Good part is I don't have to worry about things going into the water besides maybe snowshoe hares. All the animals move off the mountain for winter.

So sounds like basically it will work the same as summer aeration. I am still curious on how winter will change things. For example, if in summer a diffuser placed at 4' deep will cause the thremocline to settle in at X feet, where will the thermocline settle in for that exact same setup in winter?? It would have to change it if the water mixes easier and further. I guess it is going to just take more experimentation for me. Bad part is my experiments take one year to complete, see results and try something different.

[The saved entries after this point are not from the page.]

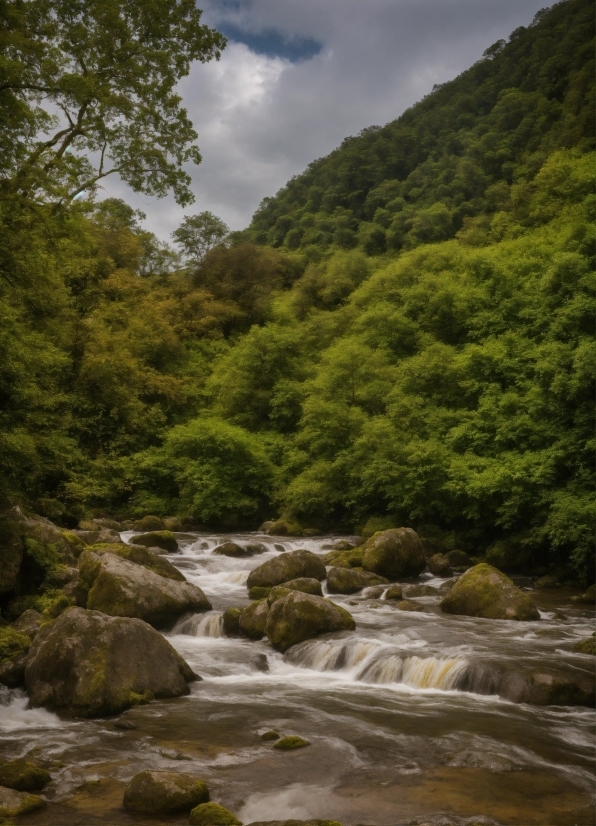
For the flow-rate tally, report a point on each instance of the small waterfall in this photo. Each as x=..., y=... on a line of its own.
x=201, y=625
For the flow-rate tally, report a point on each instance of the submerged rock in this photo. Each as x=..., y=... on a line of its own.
x=394, y=553
x=287, y=567
x=298, y=617
x=350, y=580
x=157, y=792
x=124, y=589
x=88, y=664
x=483, y=591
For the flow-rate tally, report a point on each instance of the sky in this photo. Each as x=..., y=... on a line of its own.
x=298, y=76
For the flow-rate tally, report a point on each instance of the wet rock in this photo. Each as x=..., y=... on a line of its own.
x=253, y=619
x=394, y=592
x=13, y=803
x=157, y=539
x=287, y=567
x=394, y=553
x=123, y=589
x=88, y=664
x=439, y=565
x=420, y=591
x=350, y=580
x=212, y=814
x=483, y=591
x=298, y=617
x=231, y=622
x=156, y=792
x=23, y=776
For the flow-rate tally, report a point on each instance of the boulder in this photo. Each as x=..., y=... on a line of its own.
x=163, y=793
x=298, y=617
x=212, y=814
x=483, y=591
x=13, y=803
x=350, y=580
x=123, y=589
x=88, y=664
x=439, y=565
x=253, y=619
x=287, y=567
x=23, y=776
x=394, y=553
x=157, y=539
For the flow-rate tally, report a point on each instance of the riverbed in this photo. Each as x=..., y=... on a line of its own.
x=393, y=740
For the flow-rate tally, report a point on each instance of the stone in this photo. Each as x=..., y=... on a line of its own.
x=483, y=591
x=298, y=617
x=88, y=664
x=253, y=619
x=439, y=565
x=157, y=539
x=284, y=568
x=123, y=589
x=212, y=814
x=394, y=553
x=13, y=803
x=291, y=742
x=350, y=580
x=23, y=776
x=160, y=793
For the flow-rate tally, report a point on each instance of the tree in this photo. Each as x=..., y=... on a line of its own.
x=197, y=234
x=107, y=70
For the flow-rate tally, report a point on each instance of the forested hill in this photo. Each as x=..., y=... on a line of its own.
x=452, y=156
x=403, y=336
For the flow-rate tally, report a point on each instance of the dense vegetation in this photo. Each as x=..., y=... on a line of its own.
x=405, y=332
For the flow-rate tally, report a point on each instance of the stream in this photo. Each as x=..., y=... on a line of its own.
x=394, y=738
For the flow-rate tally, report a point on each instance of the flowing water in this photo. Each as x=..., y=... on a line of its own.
x=402, y=714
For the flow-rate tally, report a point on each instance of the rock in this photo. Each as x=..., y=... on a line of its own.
x=231, y=622
x=485, y=592
x=587, y=646
x=253, y=619
x=291, y=742
x=123, y=589
x=149, y=523
x=350, y=580
x=287, y=567
x=157, y=539
x=394, y=553
x=394, y=592
x=23, y=776
x=298, y=617
x=156, y=792
x=13, y=803
x=439, y=565
x=87, y=664
x=420, y=590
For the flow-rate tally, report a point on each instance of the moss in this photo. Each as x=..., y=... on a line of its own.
x=212, y=814
x=290, y=742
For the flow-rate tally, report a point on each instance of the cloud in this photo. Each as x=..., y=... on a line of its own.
x=298, y=77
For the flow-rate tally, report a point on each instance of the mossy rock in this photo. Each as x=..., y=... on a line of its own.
x=297, y=617
x=289, y=566
x=212, y=814
x=351, y=580
x=157, y=539
x=394, y=553
x=291, y=742
x=23, y=776
x=160, y=793
x=483, y=591
x=253, y=619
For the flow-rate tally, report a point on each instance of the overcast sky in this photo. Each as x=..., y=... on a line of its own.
x=298, y=76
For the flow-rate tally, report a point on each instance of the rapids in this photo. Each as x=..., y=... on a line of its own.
x=402, y=716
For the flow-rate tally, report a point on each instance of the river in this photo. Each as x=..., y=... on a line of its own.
x=393, y=739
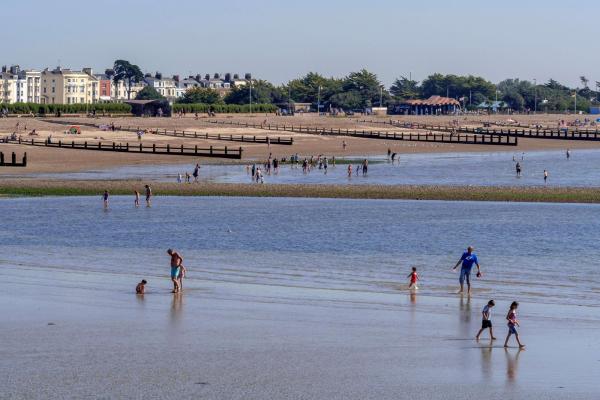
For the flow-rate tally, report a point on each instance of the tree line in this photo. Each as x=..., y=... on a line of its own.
x=363, y=89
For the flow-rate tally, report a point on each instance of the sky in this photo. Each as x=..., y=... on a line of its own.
x=282, y=40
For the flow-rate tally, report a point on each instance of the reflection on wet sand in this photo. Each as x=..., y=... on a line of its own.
x=512, y=365
x=176, y=308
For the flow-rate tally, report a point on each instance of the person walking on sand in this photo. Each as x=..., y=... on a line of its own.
x=467, y=259
x=486, y=321
x=511, y=317
x=414, y=277
x=148, y=196
x=176, y=261
x=105, y=198
x=196, y=172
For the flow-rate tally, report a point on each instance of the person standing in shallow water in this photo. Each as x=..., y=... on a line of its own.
x=148, y=196
x=467, y=259
x=176, y=261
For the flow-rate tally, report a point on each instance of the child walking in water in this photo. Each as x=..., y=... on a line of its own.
x=486, y=321
x=414, y=277
x=512, y=324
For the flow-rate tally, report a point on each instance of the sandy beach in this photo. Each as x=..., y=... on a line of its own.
x=69, y=335
x=66, y=160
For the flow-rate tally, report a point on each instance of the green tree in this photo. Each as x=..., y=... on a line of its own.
x=127, y=72
x=148, y=93
x=201, y=95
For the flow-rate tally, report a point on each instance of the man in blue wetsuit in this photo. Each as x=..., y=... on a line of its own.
x=467, y=259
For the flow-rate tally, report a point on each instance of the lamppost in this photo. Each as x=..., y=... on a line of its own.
x=250, y=96
x=319, y=101
x=535, y=95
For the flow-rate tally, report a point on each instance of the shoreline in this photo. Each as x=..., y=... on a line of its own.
x=31, y=188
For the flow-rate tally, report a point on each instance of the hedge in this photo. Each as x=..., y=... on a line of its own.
x=41, y=109
x=223, y=108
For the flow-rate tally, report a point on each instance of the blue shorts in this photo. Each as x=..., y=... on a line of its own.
x=465, y=274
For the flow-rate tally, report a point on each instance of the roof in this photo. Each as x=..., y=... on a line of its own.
x=434, y=101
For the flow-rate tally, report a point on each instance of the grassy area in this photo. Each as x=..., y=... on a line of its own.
x=458, y=193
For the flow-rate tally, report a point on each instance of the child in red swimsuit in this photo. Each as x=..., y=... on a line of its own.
x=414, y=277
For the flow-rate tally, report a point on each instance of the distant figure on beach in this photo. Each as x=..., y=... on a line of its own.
x=414, y=277
x=148, y=196
x=141, y=287
x=486, y=321
x=182, y=274
x=467, y=259
x=176, y=261
x=511, y=317
x=196, y=172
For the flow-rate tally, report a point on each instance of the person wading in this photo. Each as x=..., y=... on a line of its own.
x=467, y=259
x=176, y=261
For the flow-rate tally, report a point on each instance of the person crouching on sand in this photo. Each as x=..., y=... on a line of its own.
x=513, y=322
x=486, y=321
x=414, y=277
x=141, y=287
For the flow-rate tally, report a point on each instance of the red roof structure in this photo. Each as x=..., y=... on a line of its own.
x=434, y=101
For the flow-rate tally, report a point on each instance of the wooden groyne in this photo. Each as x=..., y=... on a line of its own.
x=210, y=136
x=541, y=133
x=217, y=152
x=13, y=160
x=437, y=137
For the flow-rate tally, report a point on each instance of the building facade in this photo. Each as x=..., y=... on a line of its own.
x=64, y=86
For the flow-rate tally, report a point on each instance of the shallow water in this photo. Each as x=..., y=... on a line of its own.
x=545, y=253
x=582, y=169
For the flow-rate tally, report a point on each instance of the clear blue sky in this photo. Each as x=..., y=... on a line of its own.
x=280, y=40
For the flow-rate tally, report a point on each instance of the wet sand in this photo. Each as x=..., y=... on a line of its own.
x=79, y=335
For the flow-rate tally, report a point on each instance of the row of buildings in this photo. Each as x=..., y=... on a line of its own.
x=66, y=86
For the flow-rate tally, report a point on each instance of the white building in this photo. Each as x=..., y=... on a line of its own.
x=28, y=86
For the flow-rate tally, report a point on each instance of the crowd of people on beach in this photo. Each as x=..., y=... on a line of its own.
x=466, y=262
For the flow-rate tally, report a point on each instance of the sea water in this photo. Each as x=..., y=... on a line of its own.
x=544, y=253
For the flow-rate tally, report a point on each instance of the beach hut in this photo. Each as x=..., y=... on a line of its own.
x=150, y=108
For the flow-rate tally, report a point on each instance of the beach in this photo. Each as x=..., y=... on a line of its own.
x=283, y=306
x=49, y=160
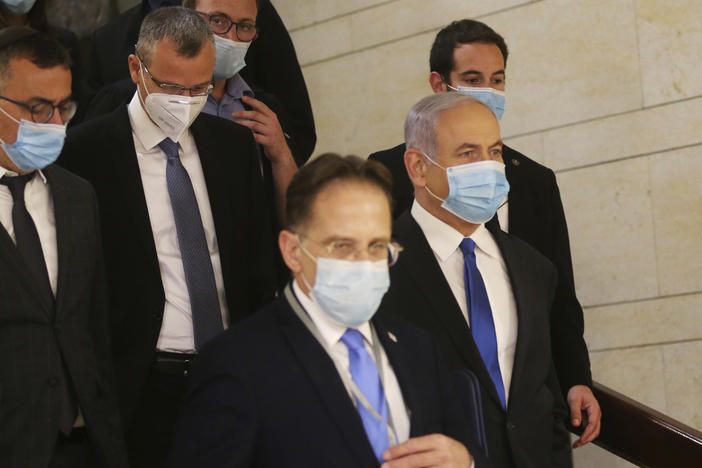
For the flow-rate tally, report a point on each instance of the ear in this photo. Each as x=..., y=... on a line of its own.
x=416, y=165
x=134, y=68
x=437, y=83
x=289, y=246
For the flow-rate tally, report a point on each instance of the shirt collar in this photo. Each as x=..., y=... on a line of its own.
x=330, y=331
x=6, y=172
x=444, y=240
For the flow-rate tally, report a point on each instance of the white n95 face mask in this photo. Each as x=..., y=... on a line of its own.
x=172, y=113
x=229, y=58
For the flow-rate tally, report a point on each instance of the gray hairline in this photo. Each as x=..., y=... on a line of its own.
x=181, y=25
x=421, y=121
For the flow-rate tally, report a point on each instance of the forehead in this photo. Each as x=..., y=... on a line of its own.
x=235, y=9
x=350, y=209
x=470, y=123
x=27, y=80
x=485, y=58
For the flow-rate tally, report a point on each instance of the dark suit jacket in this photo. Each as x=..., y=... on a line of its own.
x=102, y=151
x=271, y=64
x=284, y=404
x=536, y=216
x=37, y=338
x=531, y=433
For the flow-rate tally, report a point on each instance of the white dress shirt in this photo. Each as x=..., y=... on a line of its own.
x=40, y=205
x=177, y=327
x=444, y=242
x=331, y=333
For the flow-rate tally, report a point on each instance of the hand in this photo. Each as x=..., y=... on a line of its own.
x=580, y=398
x=430, y=450
x=266, y=129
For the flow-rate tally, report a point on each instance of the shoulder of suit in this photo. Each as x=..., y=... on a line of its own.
x=390, y=155
x=519, y=161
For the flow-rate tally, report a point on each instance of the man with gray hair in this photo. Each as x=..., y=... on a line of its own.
x=484, y=294
x=187, y=241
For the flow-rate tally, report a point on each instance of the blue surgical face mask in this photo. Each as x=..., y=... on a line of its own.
x=37, y=145
x=229, y=58
x=18, y=7
x=491, y=97
x=476, y=190
x=349, y=292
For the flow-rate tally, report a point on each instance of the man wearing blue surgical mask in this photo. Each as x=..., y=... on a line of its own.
x=57, y=404
x=325, y=382
x=484, y=294
x=469, y=57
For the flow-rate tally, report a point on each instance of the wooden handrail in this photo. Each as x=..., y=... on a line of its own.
x=643, y=435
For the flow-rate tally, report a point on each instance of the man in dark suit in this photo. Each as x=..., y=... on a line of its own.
x=270, y=57
x=325, y=382
x=485, y=294
x=187, y=238
x=57, y=405
x=469, y=57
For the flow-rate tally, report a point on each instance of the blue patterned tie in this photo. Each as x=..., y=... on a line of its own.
x=365, y=374
x=199, y=275
x=480, y=316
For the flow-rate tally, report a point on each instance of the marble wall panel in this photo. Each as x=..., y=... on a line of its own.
x=611, y=231
x=297, y=14
x=670, y=38
x=677, y=210
x=640, y=132
x=570, y=61
x=644, y=322
x=638, y=373
x=683, y=380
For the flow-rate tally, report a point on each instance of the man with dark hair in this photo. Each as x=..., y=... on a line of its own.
x=187, y=238
x=325, y=381
x=469, y=57
x=484, y=294
x=269, y=58
x=57, y=406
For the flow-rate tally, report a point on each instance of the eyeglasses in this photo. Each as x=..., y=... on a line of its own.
x=43, y=110
x=347, y=250
x=221, y=24
x=169, y=88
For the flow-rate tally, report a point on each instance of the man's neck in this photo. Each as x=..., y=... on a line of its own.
x=219, y=89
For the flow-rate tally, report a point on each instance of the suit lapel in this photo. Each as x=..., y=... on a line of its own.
x=400, y=363
x=331, y=391
x=126, y=169
x=63, y=218
x=420, y=263
x=519, y=281
x=11, y=256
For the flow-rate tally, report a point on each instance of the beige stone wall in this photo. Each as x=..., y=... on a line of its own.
x=608, y=93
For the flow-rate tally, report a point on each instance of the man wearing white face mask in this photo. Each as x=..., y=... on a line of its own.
x=325, y=382
x=469, y=57
x=184, y=222
x=57, y=404
x=485, y=295
x=233, y=23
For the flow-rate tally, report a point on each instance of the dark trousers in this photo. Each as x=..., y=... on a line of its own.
x=149, y=437
x=73, y=451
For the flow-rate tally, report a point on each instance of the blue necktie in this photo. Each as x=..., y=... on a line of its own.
x=365, y=374
x=199, y=275
x=480, y=316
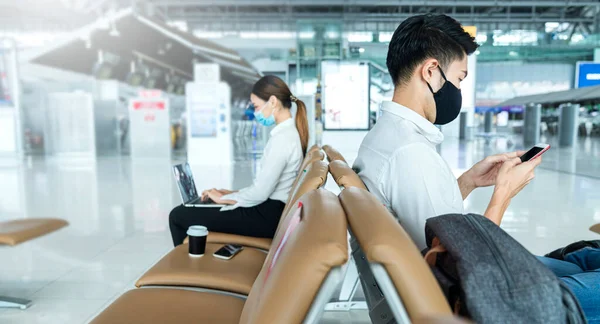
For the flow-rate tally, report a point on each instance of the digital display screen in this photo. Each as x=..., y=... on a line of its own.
x=346, y=95
x=531, y=153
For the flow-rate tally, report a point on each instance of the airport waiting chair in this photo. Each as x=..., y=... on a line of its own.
x=293, y=286
x=344, y=176
x=333, y=154
x=402, y=274
x=257, y=242
x=379, y=310
x=22, y=230
x=236, y=275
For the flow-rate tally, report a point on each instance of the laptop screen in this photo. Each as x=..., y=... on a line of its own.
x=185, y=182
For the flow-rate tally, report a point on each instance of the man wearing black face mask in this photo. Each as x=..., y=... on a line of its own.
x=398, y=161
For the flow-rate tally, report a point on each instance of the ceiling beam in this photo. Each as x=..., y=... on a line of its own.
x=371, y=3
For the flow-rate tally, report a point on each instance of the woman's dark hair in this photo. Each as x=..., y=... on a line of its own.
x=270, y=85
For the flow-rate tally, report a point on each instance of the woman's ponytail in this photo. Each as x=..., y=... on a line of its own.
x=302, y=124
x=270, y=85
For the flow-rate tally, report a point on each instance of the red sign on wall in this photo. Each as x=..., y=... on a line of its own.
x=152, y=105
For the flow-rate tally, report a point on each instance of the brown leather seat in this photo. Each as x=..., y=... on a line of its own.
x=314, y=154
x=289, y=288
x=312, y=177
x=177, y=268
x=21, y=230
x=386, y=243
x=169, y=305
x=238, y=276
x=333, y=154
x=344, y=176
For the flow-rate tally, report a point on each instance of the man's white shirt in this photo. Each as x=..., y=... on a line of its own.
x=399, y=164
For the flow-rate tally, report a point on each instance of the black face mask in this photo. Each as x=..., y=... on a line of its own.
x=448, y=101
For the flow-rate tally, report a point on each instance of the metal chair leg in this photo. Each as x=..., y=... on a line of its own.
x=10, y=302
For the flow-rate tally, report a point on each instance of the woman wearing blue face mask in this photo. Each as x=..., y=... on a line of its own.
x=255, y=210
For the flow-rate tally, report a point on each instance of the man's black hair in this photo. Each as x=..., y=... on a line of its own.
x=426, y=36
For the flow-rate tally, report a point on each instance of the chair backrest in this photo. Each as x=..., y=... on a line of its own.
x=401, y=272
x=344, y=176
x=312, y=156
x=303, y=268
x=312, y=177
x=333, y=154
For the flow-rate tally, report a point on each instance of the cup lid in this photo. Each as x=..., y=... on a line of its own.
x=197, y=230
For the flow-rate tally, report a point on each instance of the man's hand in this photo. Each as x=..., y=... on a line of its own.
x=513, y=176
x=485, y=172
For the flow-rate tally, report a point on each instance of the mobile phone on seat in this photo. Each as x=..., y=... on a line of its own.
x=228, y=251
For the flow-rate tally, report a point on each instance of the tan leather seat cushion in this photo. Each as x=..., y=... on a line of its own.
x=177, y=268
x=447, y=319
x=318, y=243
x=225, y=238
x=385, y=242
x=171, y=306
x=333, y=154
x=310, y=158
x=344, y=176
x=21, y=230
x=314, y=178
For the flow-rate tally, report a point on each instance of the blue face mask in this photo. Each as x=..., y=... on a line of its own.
x=265, y=121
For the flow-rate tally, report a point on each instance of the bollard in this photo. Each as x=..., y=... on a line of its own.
x=531, y=127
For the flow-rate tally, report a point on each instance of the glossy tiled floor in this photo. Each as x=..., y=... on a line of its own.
x=118, y=211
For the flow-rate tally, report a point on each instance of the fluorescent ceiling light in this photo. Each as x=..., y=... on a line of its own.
x=385, y=37
x=481, y=38
x=306, y=34
x=360, y=37
x=207, y=34
x=179, y=24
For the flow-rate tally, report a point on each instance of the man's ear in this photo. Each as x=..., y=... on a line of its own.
x=273, y=100
x=427, y=69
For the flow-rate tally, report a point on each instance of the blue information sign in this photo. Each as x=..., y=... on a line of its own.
x=587, y=74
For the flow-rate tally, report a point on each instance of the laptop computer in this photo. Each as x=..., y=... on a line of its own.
x=187, y=187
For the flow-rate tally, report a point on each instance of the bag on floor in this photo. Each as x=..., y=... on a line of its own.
x=489, y=277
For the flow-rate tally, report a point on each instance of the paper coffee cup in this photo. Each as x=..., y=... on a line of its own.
x=197, y=240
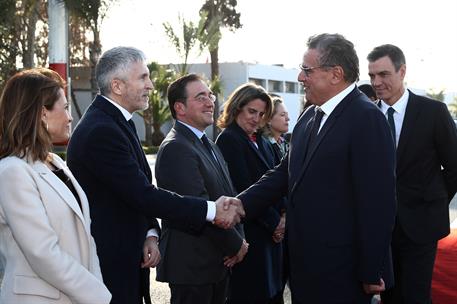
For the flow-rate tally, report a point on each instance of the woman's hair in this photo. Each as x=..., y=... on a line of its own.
x=266, y=130
x=22, y=130
x=241, y=97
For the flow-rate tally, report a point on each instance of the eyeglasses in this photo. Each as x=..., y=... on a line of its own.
x=308, y=70
x=202, y=98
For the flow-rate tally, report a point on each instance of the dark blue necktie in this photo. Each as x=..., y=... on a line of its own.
x=318, y=114
x=315, y=124
x=390, y=120
x=207, y=145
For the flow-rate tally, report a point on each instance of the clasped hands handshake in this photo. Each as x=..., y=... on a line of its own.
x=229, y=211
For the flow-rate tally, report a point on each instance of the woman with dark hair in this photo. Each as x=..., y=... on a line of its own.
x=258, y=278
x=49, y=253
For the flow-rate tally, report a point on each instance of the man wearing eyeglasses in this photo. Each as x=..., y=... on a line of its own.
x=106, y=156
x=196, y=266
x=426, y=140
x=339, y=178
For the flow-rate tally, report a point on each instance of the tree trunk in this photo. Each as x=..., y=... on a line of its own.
x=94, y=53
x=148, y=132
x=214, y=62
x=30, y=27
x=157, y=136
x=215, y=73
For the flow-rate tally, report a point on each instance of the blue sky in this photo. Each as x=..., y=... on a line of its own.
x=276, y=32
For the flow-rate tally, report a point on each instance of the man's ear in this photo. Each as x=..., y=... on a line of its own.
x=337, y=74
x=179, y=108
x=44, y=113
x=403, y=71
x=117, y=86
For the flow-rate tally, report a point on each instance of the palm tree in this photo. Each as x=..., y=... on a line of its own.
x=219, y=13
x=158, y=112
x=183, y=42
x=452, y=107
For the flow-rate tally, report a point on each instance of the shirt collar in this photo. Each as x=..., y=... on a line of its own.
x=124, y=112
x=196, y=131
x=399, y=106
x=331, y=104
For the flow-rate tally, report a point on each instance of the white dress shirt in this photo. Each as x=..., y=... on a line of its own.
x=330, y=105
x=399, y=114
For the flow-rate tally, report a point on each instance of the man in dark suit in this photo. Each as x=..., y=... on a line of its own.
x=426, y=141
x=339, y=177
x=106, y=157
x=190, y=164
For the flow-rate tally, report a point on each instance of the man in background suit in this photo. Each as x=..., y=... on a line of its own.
x=339, y=177
x=194, y=264
x=426, y=141
x=106, y=157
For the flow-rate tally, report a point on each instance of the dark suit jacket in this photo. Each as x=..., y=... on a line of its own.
x=185, y=166
x=105, y=156
x=341, y=205
x=426, y=169
x=259, y=276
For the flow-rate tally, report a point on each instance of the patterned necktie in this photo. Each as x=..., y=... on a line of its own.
x=318, y=114
x=207, y=145
x=132, y=125
x=390, y=120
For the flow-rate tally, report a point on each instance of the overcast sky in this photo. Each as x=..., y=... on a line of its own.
x=275, y=32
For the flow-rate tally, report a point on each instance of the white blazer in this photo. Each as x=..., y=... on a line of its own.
x=45, y=240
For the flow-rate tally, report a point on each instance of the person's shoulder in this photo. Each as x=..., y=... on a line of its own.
x=13, y=166
x=11, y=161
x=427, y=102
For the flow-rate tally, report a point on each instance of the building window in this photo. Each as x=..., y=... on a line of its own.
x=274, y=86
x=291, y=87
x=257, y=81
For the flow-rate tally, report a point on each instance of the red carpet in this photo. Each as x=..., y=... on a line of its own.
x=444, y=284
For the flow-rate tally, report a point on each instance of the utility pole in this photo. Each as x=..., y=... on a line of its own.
x=58, y=43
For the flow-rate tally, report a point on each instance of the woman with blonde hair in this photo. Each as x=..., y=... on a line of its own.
x=258, y=278
x=45, y=240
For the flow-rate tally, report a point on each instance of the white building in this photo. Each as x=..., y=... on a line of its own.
x=274, y=78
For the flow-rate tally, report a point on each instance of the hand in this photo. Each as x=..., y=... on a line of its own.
x=229, y=211
x=374, y=288
x=151, y=253
x=231, y=261
x=278, y=234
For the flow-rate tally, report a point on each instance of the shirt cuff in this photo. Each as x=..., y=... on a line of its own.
x=152, y=232
x=211, y=213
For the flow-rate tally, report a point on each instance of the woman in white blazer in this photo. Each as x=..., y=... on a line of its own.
x=45, y=239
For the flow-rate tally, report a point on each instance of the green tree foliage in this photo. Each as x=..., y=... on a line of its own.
x=23, y=35
x=184, y=39
x=91, y=14
x=158, y=111
x=219, y=14
x=452, y=107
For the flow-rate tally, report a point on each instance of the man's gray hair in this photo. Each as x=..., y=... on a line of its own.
x=116, y=63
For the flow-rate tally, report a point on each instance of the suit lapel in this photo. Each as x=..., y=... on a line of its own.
x=411, y=114
x=67, y=196
x=329, y=123
x=107, y=107
x=198, y=145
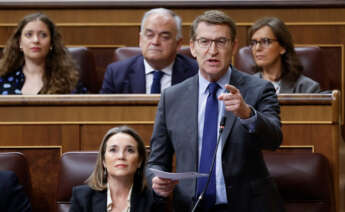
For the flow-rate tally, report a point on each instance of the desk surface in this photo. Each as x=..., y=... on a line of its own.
x=45, y=126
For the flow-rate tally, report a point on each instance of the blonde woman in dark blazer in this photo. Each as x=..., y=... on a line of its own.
x=275, y=57
x=117, y=182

You are the pro and I am nothing so don't take my disagreements as me thinking I know anything. However, some things just don't match up with what I have seen. I don't think the 33 degree water temps are bad for what lives in my lake at all. This spring and spring 2018 right after ice out we had huge swarms of "millions" of scuds mating all over the edges of the lake. There were so many that my buddy, that's had a cabin up there for 20 years, couldn't even figure out what they were at first. Turned out it was 2 scuds hooked together mating. That's never happened before. We have more fatheads than ever as well. We caught the first fish this year about two weeks after ice out. It went in the lake October 2018 at 6"-8" and was caught June 2019 at ~14"-15". That growth is with the super low water temps, ice cover from late Oct 18 to mid June 2019 and a mid winter measured DO of .07PPM!! . My point is I am not seeing any evidence the 33 degree water temps are hurting anything at all. I actually think it may be helping fish survive water conditions they may not otherwise survive, but that's just a theory.

Last edited by wbuffetjr; 01/14/20 08:35 AM.